The commentary is very informative, and interesting. Lots of behind the scene information. The commentary stays on point with what is on screen.
SG-1 is off-world, exploring ruins. One structure is different from the others. Daniel studies writing located outside of the building. Carter studies alien technology located inside the building. O’Neill wants to go, leaving the study to a specialized SG team.
An unseen presence floats down to the area near Carter. Cue a flash of light, and Carter is unconscious. Back at SGC’s infirmary, Dr. Frasier checks out the now awake Carter. SG-16, lead by Colonel Reynolds (Major Reynolds in “Touchstone”) is assigned the task of researching the off-world site. Daniel will go with them to try to decipher the alien language. The rest of SG-1 is given time off. Carter wants to go with SG-16, however Dr. Frasier nixes that idea. Carter is forced to go home, and relax. We learn that: Carter has a very nice house; her car is a sweet ride; and that she has no life outside of SGC.
Back home, Carter discovers she has a stalker, whose name is Orlin. Orlin can suddenly appear and disappear, as well as walk through kitchen counters. A ghost? Nah. This is Stargate SG-1. It is an alien in human form, because he is crushing on Carter, big time. She hightails it away from Orlin, and contacts SGC. Carter’s house is thoroughly checked out, but no sign of her visitor is found. Orlin eventually returns to Carter’s house, and she interacts with him. Since no one else has seen Orlin, folks at SGC are a bit worried about Carter’s seemingly imaginary friend. Meanwhile, SG-16 continues to research the alien tech off-world. Unknown to SGC, or Carter, another government faction wants to capture Orlin, and study him.

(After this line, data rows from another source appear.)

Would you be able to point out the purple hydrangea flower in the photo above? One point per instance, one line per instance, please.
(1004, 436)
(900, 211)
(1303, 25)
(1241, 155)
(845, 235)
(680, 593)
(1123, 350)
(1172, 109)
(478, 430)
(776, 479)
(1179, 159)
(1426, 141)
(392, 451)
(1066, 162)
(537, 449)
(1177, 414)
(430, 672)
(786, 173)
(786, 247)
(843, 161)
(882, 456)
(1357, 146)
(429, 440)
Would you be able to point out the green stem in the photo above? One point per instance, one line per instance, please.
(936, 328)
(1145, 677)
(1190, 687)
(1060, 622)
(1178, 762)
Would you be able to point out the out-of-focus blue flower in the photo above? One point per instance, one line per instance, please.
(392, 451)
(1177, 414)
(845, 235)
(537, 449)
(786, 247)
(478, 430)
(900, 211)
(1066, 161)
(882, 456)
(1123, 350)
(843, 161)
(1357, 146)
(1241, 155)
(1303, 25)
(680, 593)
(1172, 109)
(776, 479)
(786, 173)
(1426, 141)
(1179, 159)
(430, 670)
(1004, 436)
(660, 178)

Everyone’s’ performance is fine. A new, delightfully nasty villain is introduced.
There are many interesting aspects of the story. But, I dislike the science fiction insta-love plot device, which I think taints the entire episode. This is not the first time insta-love is used on Stargate SG-1, and Carter has previously been the object of instantaneous alien affection. In this episode, I think the insta-love plot device is a cheap ploy. I think it would be far more interesting, and tell me more about Carter’s character, if her motivation did not involve her falling in love within seconds.